Saturday, May 16, 2009

Bilderberg meetings remain a mystery

Bilderberg meetings remain a mystery
By Marcus Klöckner, Stars and Stripes
European edition, Sunday, May 17, 2009
Ever hear of Bilderberg? If not, that’s the idea.


According to various Web sites, the Bilderberg is an “unofficial, annual, invitation-only conference of around 130 guests, most of whom are persons of influence in the fields of politics, business and banking.”

The names of alleged past participants of this secretive group include former Secretary of State Henry Kissinger, former World Bank president Paul Wolfowitz, former British Prime Minister Margaret Thatcher, and even former President Bill Clinton.

The Bilderberg group is currently holding its 57th annual conference at a hotel outside Athens, Greece. And while the list of the some 120 influential people is highly protected, Internet bloggers contend this year’s attendees include Treasury Secretary Timothy Geithner, who supposedly will be “taking orders from the Global Elite,” according to one Web site.

The circle got its name from the Bilderberg hotel in the Netherlands, where the first meeting took place in 1954. The group is a “broad cross section of leading citizens that are assembled for nearly three days of informal and off-the-record discussions about topics of current concern especially in the fields of foreign affairs and the international economy,” according to a brochure the group provides to interested parties.

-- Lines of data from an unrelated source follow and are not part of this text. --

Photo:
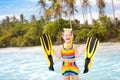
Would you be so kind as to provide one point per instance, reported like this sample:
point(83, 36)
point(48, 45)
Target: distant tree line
point(16, 32)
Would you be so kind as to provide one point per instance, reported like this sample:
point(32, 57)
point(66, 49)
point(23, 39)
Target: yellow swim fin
point(47, 48)
point(90, 51)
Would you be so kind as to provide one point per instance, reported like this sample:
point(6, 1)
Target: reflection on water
point(30, 64)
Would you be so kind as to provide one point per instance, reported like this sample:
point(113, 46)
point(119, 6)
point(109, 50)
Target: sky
point(30, 7)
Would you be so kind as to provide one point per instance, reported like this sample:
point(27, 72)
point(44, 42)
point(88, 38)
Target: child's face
point(67, 36)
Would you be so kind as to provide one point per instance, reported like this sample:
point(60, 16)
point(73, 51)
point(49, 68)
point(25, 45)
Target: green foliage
point(17, 34)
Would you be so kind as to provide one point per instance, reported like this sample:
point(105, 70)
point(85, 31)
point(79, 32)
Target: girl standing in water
point(68, 53)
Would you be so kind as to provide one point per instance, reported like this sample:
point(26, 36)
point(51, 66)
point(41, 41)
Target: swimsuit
point(69, 68)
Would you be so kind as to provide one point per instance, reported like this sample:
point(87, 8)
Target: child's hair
point(61, 37)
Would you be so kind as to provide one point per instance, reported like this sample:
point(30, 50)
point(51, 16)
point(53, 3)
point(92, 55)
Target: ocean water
point(30, 64)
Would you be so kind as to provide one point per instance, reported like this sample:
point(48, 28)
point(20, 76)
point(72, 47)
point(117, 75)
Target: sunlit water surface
point(30, 64)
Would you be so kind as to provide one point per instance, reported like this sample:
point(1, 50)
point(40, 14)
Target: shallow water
point(30, 64)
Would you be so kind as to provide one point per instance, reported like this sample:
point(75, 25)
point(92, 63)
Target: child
point(67, 53)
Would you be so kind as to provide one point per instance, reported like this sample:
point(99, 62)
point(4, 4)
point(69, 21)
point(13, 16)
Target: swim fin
point(90, 51)
point(47, 48)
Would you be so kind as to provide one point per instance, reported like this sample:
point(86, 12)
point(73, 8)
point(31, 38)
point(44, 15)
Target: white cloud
point(9, 15)
point(116, 2)
point(33, 0)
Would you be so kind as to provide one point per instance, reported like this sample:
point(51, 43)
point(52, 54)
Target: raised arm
point(57, 53)
point(78, 54)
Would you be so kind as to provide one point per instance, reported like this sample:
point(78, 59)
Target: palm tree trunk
point(90, 13)
point(113, 12)
point(82, 11)
point(70, 22)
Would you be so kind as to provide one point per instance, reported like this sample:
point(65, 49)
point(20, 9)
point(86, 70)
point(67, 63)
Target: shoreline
point(38, 47)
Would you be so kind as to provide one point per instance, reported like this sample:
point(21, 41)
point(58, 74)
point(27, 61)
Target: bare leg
point(66, 78)
point(75, 77)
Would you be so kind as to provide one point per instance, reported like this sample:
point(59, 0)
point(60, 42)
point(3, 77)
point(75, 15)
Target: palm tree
point(101, 5)
point(42, 4)
point(7, 19)
point(82, 11)
point(33, 18)
point(86, 5)
point(22, 18)
point(70, 4)
point(113, 11)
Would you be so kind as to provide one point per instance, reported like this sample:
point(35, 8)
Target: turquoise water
point(30, 64)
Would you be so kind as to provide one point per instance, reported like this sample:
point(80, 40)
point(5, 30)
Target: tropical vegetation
point(21, 32)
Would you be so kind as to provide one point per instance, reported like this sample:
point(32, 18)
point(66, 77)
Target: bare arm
point(76, 52)
point(57, 53)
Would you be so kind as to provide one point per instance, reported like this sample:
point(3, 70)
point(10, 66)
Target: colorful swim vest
point(69, 68)
point(68, 53)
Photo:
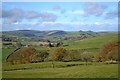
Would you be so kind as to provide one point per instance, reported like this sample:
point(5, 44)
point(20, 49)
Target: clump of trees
point(21, 55)
point(109, 51)
point(57, 54)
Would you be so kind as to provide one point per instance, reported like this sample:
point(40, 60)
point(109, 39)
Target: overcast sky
point(67, 16)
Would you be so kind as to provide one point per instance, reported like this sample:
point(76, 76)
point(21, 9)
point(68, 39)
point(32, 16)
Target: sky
point(67, 16)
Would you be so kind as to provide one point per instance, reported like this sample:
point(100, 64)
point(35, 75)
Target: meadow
point(61, 70)
point(65, 69)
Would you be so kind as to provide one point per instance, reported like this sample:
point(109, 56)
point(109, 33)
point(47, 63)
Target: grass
point(6, 52)
point(92, 42)
point(99, 70)
point(62, 70)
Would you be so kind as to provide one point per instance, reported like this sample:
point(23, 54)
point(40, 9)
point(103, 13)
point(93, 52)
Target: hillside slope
point(92, 42)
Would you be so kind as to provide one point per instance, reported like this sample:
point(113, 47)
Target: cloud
point(56, 7)
point(111, 15)
point(32, 15)
point(95, 9)
point(45, 16)
point(17, 15)
point(66, 26)
point(63, 11)
point(13, 15)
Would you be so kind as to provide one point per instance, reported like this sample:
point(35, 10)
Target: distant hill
point(52, 35)
point(34, 33)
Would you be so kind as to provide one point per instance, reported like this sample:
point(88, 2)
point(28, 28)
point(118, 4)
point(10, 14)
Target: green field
point(65, 69)
point(44, 70)
point(92, 42)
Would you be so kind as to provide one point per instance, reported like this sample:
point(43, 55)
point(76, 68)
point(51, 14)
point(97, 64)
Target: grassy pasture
point(92, 42)
point(96, 70)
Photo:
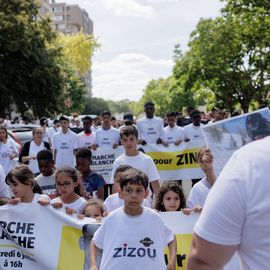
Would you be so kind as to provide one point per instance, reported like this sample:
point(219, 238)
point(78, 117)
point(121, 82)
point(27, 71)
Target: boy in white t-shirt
point(64, 144)
point(172, 134)
point(114, 201)
point(135, 158)
point(133, 235)
point(107, 135)
point(150, 127)
point(85, 138)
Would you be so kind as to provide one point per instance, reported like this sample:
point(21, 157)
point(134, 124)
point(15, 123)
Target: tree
point(95, 106)
point(78, 50)
point(30, 74)
point(223, 60)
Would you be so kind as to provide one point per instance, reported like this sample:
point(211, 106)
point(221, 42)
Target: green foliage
point(95, 106)
point(227, 63)
point(30, 74)
point(78, 50)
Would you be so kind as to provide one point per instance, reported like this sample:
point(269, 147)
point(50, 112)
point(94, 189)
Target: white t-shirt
point(52, 131)
point(4, 190)
point(198, 193)
point(46, 135)
point(133, 242)
point(171, 135)
point(113, 202)
point(150, 129)
point(78, 206)
point(141, 162)
point(84, 140)
point(47, 184)
point(7, 149)
point(33, 151)
point(40, 197)
point(107, 137)
point(237, 208)
point(194, 133)
point(64, 143)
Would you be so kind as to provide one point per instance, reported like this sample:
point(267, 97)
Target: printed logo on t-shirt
point(147, 242)
point(64, 145)
point(138, 252)
point(151, 131)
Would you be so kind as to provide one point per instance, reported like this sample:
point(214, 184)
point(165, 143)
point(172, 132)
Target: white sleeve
point(4, 191)
point(223, 215)
point(152, 171)
point(115, 166)
point(14, 147)
point(76, 144)
point(99, 235)
point(54, 141)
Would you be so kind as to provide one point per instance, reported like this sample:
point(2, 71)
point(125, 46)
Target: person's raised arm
point(205, 255)
point(93, 256)
point(155, 186)
point(172, 254)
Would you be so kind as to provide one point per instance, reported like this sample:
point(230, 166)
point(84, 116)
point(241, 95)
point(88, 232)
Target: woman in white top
point(24, 187)
point(8, 151)
point(67, 184)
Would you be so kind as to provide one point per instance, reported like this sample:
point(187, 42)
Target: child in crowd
point(200, 190)
point(91, 181)
point(67, 184)
point(136, 159)
point(114, 201)
point(170, 197)
point(8, 151)
point(94, 209)
point(122, 237)
point(24, 187)
point(46, 179)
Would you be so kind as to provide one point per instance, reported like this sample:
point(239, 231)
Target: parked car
point(23, 134)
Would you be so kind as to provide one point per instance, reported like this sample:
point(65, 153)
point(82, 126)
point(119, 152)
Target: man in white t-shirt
point(172, 134)
point(106, 136)
point(4, 191)
point(64, 144)
point(54, 129)
point(193, 133)
point(150, 127)
point(199, 192)
point(135, 158)
point(133, 236)
point(236, 213)
point(86, 138)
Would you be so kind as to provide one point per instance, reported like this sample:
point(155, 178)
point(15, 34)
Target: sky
point(137, 40)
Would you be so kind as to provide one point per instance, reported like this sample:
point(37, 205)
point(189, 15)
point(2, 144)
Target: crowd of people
point(55, 168)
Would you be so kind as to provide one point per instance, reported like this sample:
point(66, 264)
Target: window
point(61, 26)
point(57, 9)
point(57, 18)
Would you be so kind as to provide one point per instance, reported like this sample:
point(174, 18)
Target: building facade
point(69, 20)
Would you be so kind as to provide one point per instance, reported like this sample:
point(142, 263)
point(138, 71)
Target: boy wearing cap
point(150, 127)
point(64, 144)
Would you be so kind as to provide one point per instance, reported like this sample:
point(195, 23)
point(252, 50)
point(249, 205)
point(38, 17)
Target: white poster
point(225, 137)
point(34, 237)
point(173, 162)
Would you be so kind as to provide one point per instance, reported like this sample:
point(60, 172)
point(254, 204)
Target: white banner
point(225, 137)
point(173, 162)
point(36, 237)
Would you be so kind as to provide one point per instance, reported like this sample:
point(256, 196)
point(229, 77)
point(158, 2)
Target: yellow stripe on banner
point(70, 257)
point(166, 161)
point(183, 248)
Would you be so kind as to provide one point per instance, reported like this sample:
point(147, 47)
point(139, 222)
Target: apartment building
point(69, 19)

The booklet also mentions the topics that the Bilderbergs have discussed in the past.

In 1988, one year before German re-unification, one of the topics was “The German question revisited.” At the 2007 conference in Istanbul, Turkey, the power elites talked about “The new world order: uni-polar or non-polar?”

At last year’s conference in Virginia, “Cyber-terrorism” and “After Bush: The future of U.S.-EU relations” was on the agenda.

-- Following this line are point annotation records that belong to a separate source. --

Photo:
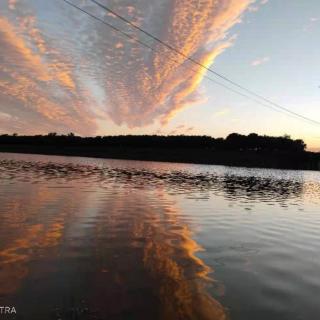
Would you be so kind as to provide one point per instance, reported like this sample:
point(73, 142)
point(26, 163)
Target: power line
point(200, 64)
point(282, 109)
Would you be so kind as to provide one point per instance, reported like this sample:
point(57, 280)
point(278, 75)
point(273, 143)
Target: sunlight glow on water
point(116, 239)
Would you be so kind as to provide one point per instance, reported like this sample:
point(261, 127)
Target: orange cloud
point(65, 81)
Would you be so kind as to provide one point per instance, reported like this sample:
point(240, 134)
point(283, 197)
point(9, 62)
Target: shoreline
point(248, 159)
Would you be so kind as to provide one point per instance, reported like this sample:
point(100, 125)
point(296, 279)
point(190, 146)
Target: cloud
point(259, 61)
point(222, 112)
point(62, 80)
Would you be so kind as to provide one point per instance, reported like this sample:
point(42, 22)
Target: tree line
point(234, 141)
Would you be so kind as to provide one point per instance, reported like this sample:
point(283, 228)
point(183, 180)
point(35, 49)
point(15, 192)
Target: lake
point(84, 238)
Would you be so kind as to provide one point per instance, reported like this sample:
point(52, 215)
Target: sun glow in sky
point(62, 71)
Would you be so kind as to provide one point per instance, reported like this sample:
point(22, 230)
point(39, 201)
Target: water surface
point(84, 238)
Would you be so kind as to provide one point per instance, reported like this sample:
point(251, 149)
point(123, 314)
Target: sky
point(63, 71)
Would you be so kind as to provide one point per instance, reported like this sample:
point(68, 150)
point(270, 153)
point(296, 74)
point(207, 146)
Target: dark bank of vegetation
point(252, 150)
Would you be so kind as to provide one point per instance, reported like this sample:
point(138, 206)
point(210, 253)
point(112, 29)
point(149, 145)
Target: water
point(85, 238)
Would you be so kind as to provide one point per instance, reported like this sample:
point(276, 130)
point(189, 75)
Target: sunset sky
point(62, 71)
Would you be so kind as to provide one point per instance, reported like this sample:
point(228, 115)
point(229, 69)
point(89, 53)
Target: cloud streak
point(63, 71)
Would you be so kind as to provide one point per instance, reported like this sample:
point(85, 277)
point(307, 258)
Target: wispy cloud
point(222, 112)
point(58, 79)
point(259, 61)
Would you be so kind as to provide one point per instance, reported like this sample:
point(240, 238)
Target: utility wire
point(284, 110)
point(200, 64)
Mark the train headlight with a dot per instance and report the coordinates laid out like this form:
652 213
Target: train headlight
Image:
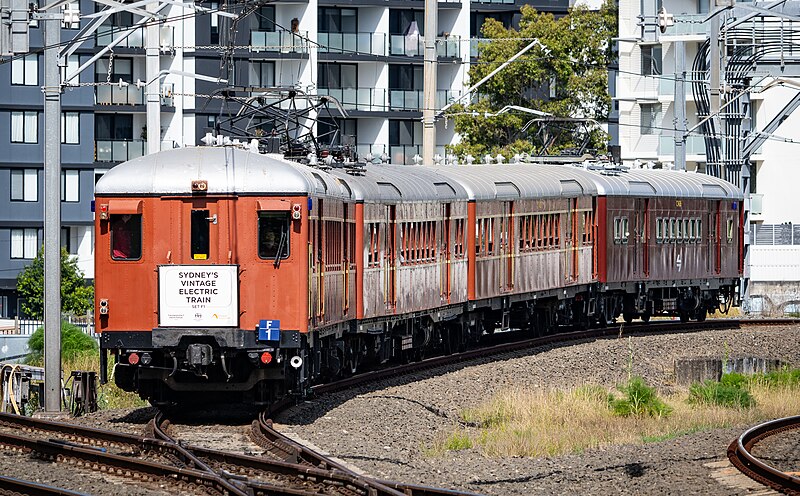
133 358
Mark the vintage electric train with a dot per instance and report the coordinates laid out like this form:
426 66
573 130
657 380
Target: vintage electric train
226 274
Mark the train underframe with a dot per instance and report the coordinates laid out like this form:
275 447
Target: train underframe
203 366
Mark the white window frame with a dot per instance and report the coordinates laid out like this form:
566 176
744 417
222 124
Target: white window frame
25 70
24 126
27 187
24 243
70 185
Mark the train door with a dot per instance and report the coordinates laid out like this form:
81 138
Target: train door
445 250
203 240
390 274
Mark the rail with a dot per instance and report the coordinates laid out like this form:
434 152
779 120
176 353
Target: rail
739 453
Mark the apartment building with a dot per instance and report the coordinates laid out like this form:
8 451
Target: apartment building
368 54
759 74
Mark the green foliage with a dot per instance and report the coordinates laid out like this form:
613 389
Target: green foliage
458 441
639 400
732 394
782 378
578 52
74 343
76 296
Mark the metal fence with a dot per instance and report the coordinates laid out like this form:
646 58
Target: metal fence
776 234
26 327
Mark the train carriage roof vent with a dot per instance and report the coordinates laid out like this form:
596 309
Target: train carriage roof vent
320 182
571 187
444 190
506 190
714 191
389 191
641 188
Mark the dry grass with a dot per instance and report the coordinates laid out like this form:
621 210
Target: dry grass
109 395
539 424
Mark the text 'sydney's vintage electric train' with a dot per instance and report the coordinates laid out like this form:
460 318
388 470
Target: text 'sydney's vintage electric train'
225 273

The agendas make it clear: The Bilderbergs do not come together for a vacation. It is big-world politics that are discussed at the meetings.

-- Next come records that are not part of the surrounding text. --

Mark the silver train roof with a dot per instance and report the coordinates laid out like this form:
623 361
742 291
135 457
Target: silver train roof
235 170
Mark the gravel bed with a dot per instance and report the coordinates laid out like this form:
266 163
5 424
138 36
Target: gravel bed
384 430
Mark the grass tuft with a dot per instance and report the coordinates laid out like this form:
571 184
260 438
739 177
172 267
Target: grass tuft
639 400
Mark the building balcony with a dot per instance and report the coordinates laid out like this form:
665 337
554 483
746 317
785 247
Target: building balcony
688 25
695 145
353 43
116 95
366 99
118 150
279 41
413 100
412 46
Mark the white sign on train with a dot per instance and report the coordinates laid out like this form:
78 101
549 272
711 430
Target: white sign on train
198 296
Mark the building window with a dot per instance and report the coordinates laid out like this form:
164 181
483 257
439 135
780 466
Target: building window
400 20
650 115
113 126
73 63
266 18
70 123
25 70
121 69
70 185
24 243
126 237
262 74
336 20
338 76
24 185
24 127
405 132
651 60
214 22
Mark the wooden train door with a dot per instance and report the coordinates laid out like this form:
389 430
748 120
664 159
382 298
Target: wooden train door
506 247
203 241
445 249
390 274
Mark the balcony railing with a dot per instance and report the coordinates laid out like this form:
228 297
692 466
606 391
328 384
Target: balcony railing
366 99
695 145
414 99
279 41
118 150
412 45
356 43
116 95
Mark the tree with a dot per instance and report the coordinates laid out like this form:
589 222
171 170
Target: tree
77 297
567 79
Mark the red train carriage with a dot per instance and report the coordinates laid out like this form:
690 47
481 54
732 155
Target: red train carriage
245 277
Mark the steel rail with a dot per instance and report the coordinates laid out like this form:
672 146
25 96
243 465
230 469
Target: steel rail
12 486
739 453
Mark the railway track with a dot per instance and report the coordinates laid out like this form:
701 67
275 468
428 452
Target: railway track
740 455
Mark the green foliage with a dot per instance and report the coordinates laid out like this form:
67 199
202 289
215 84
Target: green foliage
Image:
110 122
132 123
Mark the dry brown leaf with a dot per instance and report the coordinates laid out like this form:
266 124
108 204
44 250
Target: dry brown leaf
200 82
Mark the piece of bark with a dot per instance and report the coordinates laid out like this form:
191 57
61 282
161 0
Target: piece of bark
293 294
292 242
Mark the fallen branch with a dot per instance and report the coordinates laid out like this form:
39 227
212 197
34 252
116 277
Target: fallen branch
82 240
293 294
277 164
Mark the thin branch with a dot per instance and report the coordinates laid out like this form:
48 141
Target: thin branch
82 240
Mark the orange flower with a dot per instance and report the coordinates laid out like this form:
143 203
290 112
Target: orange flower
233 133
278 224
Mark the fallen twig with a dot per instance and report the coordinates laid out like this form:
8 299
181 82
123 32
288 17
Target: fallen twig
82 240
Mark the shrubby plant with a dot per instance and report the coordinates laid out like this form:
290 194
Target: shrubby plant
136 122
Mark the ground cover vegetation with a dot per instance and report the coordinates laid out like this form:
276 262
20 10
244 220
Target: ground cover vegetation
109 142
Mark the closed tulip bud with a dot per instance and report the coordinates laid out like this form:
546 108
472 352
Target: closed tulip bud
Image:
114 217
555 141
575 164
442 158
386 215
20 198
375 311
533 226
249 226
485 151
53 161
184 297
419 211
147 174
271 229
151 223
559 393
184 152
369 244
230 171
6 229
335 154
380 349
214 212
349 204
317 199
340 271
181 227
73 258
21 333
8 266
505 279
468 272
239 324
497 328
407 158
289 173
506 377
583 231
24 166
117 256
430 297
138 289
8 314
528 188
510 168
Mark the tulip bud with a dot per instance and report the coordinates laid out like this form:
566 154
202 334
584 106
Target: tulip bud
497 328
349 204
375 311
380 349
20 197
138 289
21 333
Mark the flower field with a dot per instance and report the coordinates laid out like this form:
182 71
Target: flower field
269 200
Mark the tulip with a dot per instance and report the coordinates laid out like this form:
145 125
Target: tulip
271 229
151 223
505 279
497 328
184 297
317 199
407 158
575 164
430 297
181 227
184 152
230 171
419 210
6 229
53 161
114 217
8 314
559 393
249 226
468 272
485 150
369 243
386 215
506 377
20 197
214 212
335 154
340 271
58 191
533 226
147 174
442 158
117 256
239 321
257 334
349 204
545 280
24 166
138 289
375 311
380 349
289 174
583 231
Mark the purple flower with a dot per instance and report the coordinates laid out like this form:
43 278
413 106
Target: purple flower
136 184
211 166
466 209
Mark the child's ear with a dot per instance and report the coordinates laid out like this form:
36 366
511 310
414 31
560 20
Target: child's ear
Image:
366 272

But how can a group that sends out a booklet with its agenda be so secretive? For starters, the group does not have an official headquarters, and no telephone operator will be able to provide you a phone number for the group.

However, some journalists who have dealt with the group for decades claim to have inside sources. These journalists publicized the phone number of the group on the Internet. The number is consistent with telephone numbers at the University of Leiden in the Netherlands. If you dial the number, Maya Banks-Poldermann, the executive secretary of Bilderberg, will pick up the phone but she will not mention the group’s name. Only after asking if you have reached the Bilderberg office, will she confirm. The secretary will offer to send out the group’s booklet, but will not answer any questions.

In addition, the members will not talk about the meetings.

Does this group of power elites accomplish anything? It depends on whom you ask.

According to the Bilderberg brochure, “at the meetings, no resolutions are proposed, no votes are taken, and no policy statements issued.”

But George McGhee, a former U.S. ambassador to West Germany, reportedly told Mike Peters, a sociologist from Leeds University, that the “The Treaty of Rome … which brought the Common Market into being, was nurtured at Bilderberg meetings.”

What will come out of this year’s meeting, which ends Sunday?

It will be hard to find out. Britain’s Guardian newspaper carried a story from a reporter who was arrested for taking photos of the meeting site, so it is clear the group takes its secrecy seriously. However, that will not stop the meeting from being a hot topic on the Internet or from fueling bloggers’ speculation.